Many people report they initally report loss of appetite and some weight loss when they begin taking SSRIs. However after a few months most people report gaining back the weight and then some. Over extended periods of time most people report gaining 15+ lbs. I believe seritonin is produced from glucose as are most, if not all, neurotransmitters. This is one reason why the body likes to burn carbs before fat-Carbs breakdown to glucose easier and faster than fat leading to faster neurotransmitter production which makes your brain happy. Damn the human body is cool!

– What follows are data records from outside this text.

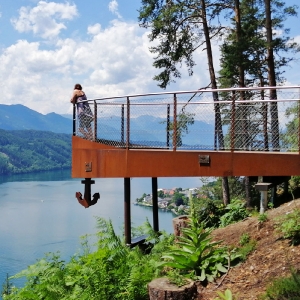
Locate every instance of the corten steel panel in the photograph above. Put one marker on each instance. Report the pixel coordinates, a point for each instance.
(110, 162)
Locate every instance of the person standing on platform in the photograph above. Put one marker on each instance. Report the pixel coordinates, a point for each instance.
(84, 112)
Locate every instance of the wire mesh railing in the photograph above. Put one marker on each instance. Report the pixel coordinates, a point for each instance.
(239, 119)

So if your SSRI meds are working your brain is picking up the seritonin it wasn't before which may cause your appetitie to decrease (you need less glucose to fuel seritonin production). People probably gain weight over time because their bodies adapt to the external medication and shutdown internal processes. Most patients need to increase SSRI dosage over time (since their bodies have adapted to the external SSRI meds), but an increase in glucose intake will have the same affect. Your body doesn't really crave drugs as much as cake so eat more cake and you're happy.

The moral of this tale>Zoloft or any SSRI administration will just lead to weight gain by direct order of your brain.

FHG
 
Zoloft is not Zyban. WellbutrinSR is Zyban.

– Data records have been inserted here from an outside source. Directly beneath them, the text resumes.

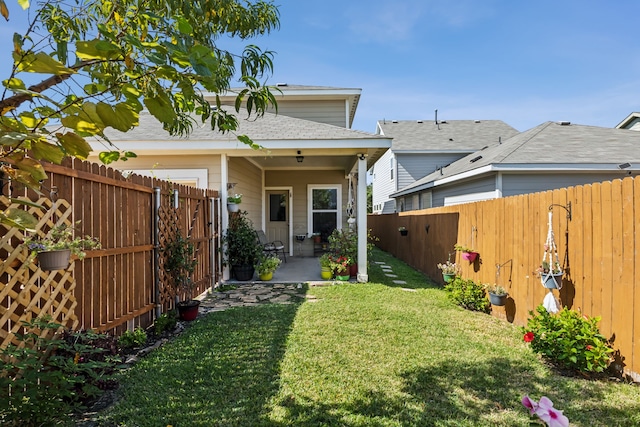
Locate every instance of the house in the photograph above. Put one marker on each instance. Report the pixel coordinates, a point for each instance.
(549, 156)
(422, 146)
(305, 180)
(631, 122)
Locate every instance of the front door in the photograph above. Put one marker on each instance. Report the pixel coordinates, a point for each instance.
(278, 217)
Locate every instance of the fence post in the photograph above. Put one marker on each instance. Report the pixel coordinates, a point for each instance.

The precursor for serotonin is tyrosine, not glucose. But you're right about carbs stimulating a brief release of serotonin causing transient mood elevation, followed by crash. Many of the SSRI's do have a stimulating, weight loss/loss of appetite effect during the first week or two, followed by longer term weight gain (average of 5-10#). The mech has to do with satiety and also with the degree to which the particular drug affects histamine receptors (not sure of the details there.)

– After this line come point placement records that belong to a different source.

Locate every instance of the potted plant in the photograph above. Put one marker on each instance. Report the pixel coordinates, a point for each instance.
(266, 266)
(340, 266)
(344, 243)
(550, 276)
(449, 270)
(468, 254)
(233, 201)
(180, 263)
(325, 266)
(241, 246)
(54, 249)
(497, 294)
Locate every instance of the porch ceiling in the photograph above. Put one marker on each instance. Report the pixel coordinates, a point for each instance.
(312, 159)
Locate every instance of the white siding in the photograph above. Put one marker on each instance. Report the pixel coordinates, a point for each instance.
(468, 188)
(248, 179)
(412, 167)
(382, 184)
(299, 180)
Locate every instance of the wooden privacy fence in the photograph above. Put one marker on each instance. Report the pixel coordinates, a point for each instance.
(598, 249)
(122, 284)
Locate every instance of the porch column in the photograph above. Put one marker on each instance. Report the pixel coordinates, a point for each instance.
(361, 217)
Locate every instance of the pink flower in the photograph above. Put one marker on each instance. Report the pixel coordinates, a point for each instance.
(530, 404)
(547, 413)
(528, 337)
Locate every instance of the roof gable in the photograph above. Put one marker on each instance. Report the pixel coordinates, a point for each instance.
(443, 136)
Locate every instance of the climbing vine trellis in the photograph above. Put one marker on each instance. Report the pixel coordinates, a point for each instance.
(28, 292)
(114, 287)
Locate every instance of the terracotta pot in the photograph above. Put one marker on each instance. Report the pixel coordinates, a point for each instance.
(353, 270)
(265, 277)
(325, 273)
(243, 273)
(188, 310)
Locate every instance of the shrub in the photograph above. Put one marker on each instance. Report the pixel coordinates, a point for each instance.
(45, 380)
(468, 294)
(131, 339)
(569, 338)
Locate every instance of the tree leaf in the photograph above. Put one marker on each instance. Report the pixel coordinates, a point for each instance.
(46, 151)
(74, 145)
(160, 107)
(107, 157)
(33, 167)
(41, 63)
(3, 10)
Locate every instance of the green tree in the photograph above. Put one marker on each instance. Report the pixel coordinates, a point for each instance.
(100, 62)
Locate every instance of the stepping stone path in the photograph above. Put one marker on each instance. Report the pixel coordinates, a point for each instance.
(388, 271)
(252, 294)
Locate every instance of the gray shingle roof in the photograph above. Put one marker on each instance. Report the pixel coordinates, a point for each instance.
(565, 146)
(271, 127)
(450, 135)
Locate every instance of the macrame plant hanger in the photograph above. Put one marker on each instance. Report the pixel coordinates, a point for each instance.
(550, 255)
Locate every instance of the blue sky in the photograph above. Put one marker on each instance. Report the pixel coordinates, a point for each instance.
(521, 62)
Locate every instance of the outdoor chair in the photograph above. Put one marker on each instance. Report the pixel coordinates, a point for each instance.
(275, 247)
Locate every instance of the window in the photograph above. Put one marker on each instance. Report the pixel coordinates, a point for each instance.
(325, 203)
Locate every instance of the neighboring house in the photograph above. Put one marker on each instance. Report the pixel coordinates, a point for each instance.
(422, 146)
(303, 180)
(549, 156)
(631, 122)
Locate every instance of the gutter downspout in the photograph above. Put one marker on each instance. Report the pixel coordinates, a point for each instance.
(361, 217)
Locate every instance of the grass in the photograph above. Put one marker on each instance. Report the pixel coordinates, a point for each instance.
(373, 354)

And taking the SSRI's when you're not depressed will do little other than to kill your sex drive, decrease you ability to achieve an erection/ejaculate/have an orgasm, clench your teeth, and some other annoying things.
 
Ceps-
Thanks for the details. I figured I had the basics down. By "satiety" do you mean satisfaction like similar to eating a godd meal and being satisfied?. I'd like to hear more about the histamine receptors and the role they play in the weight gain if you have time.

FHG
 
FHG:

You're welcome. By satiety I mean the sensation of being full, or having eaten enough. It's complex because it would also involve stomach stretch receptors and lots of psychosocial factors. I'd have to look into the histamine receptors and weight gain. What I know is that meds (in particular the antidepressants) that affect histamine in the brain cause sedation and weight gain. I'm not sure how much is from dysregulation of satiety, slowing metabolism, or some other mechanism.
 
Kingjohn:

Zoloft is sertraline.
Wellbutrin is bupropion.
Zyban is bupropion.

Insurance usually doesn't cover Zyban, but will cover Wellbutrin if the doctor says it's being prescribed for depression and not to replace Zyban for smoking cessation. Bupropion and sertraline are both anti-depressants. They are not the same drug. They affect different neurotransitter systems, have different mechanisms of action, and different side effect profiles. If your doctor thinks Zoloft and Zyban are the same drug I'd look for another doctor. Nobody knows everything, but half of being smart is knowing what you don't know.